Tanmay Srivastava

Personal information
- Full name: Tanmay Manoj Srivastava
- Born: 7 November 1989 (age 36) Kanpur, Uttar Pradesh, India
- Nickname: Toshu
- Batting: Left-handed
- Bowling: Right-arm medium
- Role: Top-order batsman

Domestic team information
- 2006–2019: Uttar Pradesh
- 2008–2010: Kings XI Punjab
- 2011: Kochi Tuskers Kerala
- 2012: Deccan Chargers

Career statistics
| Competition | FC | LA | T20 |
| Matches | 90 | 44 | 34 |
| Runs scored | 4,918 | 1,728 | 649 |
| Batting average | 34.39 | 44.30 | 28.21 |
| 100s/50s | 10/27 | 7/50 | 0/4 |
| Top score | 179 | 124* | 84* |
| Balls bowled | 246 | 40 | 24 |
| Wickets | 3 | 0 | 0 |
| Bowling average | 48.33 | – | – |
| 5 wickets in innings | 0 | – | – |
| 10 wickets in match | 0 | – | – |
| Best bowling | 1/4 | – | – |
| Catches/stumpings | 60/– | 15/– | 9/– |
- Source: ESPNcricinfo, 24 October 2020

= Tanmay Srivastava =

Indian cricketer (born 1989)

Tanmay Manoj Srivastava (born 7 November 1989) is an Indian cricket umpire and former cricketer. Srivastava was a member of the Indian U-19 cricket team that won the 2008 U/19 Cricket World Cup tournament played in Malaysia. He scored 262 runs in six matches in that tournament. In first-class cricket, he represented Uttar Pradesh. He was the leading run scorer for Uttar Pradesh in this format in 2008–09 season.

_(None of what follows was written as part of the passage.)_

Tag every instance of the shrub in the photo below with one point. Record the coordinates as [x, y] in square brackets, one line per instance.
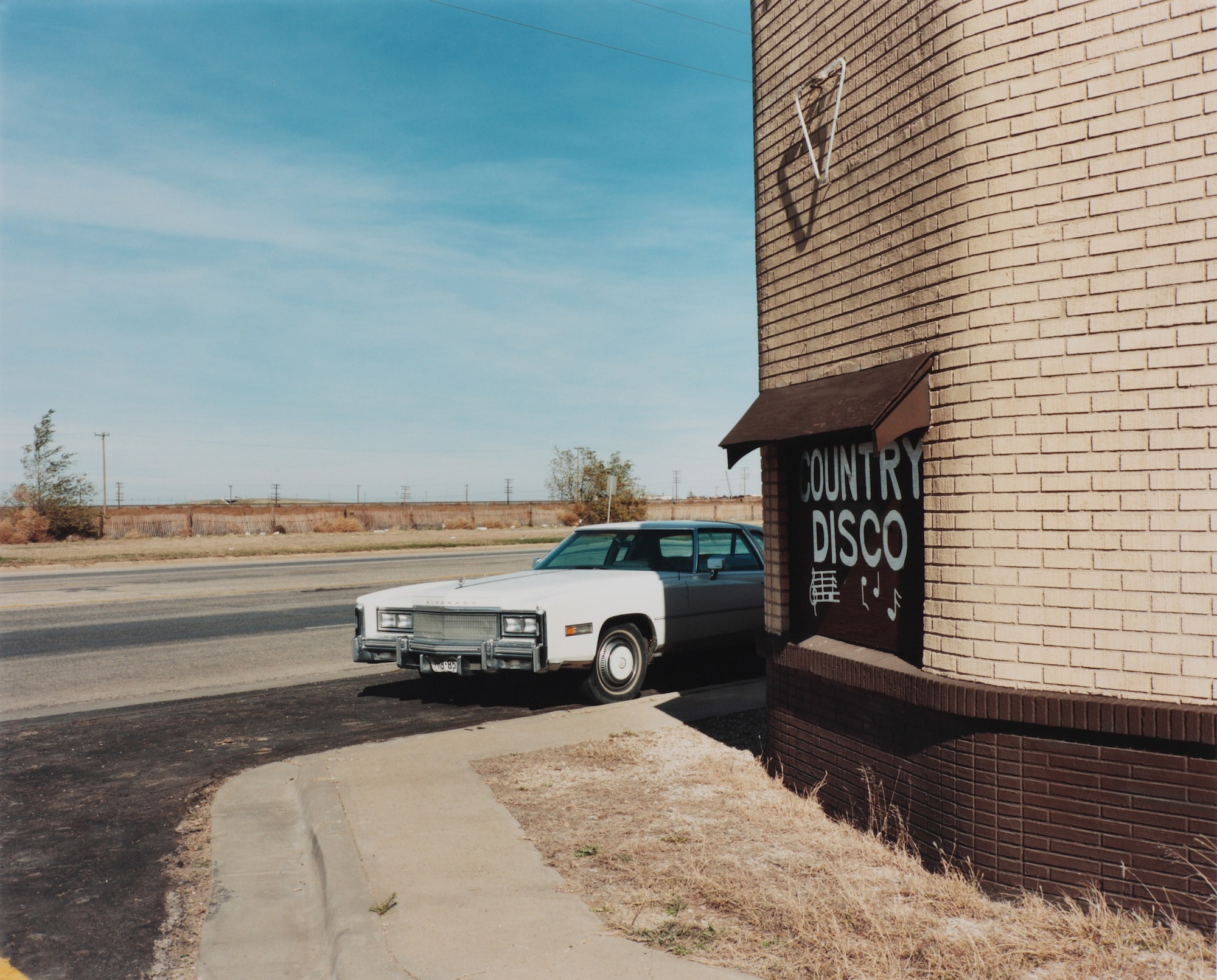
[24, 527]
[53, 490]
[338, 526]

Srivastava had been contracted by Kings XI Punjab in the Indian Premier League from 2008 to 2010. He moved to Kochi Tuskers Kerala for the 2011 season. Since Kochi Tuskers Kerala has been terminated from Indian Premier League, Tanmay moved to Deccan Chargers for the 2012 season.

On 24 October 2020, Srivastava announced his retirement from cricket.

On 28 April 2026, he debuted as an on field umpire in the Indian Premier League. He had previously served as a fourth umpire in the 2025 edition of the tournament.